Q4 Medicine Pub Date : 2025-10-01 DOI: 10.19746/j.cnki.issn.1009-2137.2025.05.031
Fen Li, Yu-Jin Li, Jie Zhao, Zhi-Xiang Lu, Xiao-Li Gao, Hai-Tao He, Xue-Zhong Gu, Feng-Yu Chen, Hui-Yuan Li, Qi Sa, Lin Zhang, Peng Hu

Objective: By analyzing the hormone secretion of the adenohypophysis, thyroid glands, gonads, and adrenal cortex in patients with hematological diseases before and after hematopoietic stem cell transplantation (HSCT), this study aims to preliminarily explore the effect of HSCT on patients' hormone secretion and glandular damage.

Methods: The baseline data of 209 hematological disease patients who underwent HSCT in our hospital from January 2019 to December 2023, as well as the data on the levels of hormones secreted by the adenohypophysis, thyroid glands, gonads and adrenal cortex before and after HSCT were collected, and the changes in hormone levels before and after transplantation were analyzed.

Results: After allogeneic HSCT, the levels of thyroid-stimulating hormone (TSH), triiodothyronine (T3), free triiodothyronine (FT3) and estradiol (E2) decreased, while the levels of luteinizing hormone (LH) and follicle- stimulating hormone (FSH) increased. The T3 level of patients with decreased TSH after transplantation was lower than that of those with increased TSH after transplantation. In female patients, the levels of prolactin (PRL), progesterone (Prog), and testosterone (Testo) decreased after HSCT. Testo and PRL decreased when there was a donor-recipient sex mismatch, and the levels of adrenocorticotropic hormone (ACTH) and cortisol (COR) decreased when the HLA matching was haploidentical. The levels of T3, FT3, and PRL decreased after autologous HSCT. In allogeneic HSCT patients, the levels of TSH, T4, T3, FT3, and ACTH in the group with graft-versus-host disease (GVHD) were significantly lower than those in the group without GVHD. Logistic regression analysis showed the changes in hormone levels after transplantation were not correlated with factors such as the patient's sex, age, or whether the blood types of the donor and the recipient are the same.

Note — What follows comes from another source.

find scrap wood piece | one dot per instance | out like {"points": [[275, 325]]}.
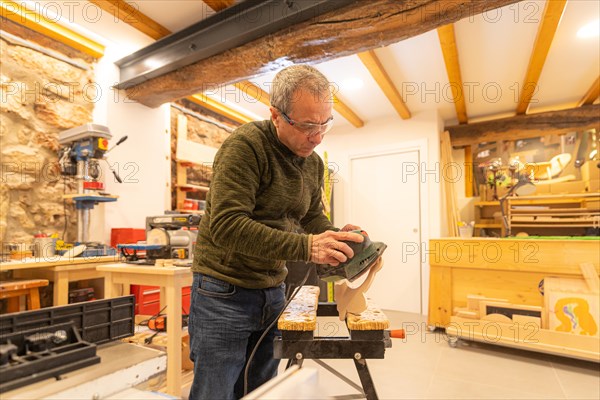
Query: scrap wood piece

Conclusion: HSCT can affect the endocrine function of patients with hematological diseases, mainly affecting target glandular organs such as the thyroid, gonads, and adrenal glands, while the secretory function of the adenohypophysis is less affected.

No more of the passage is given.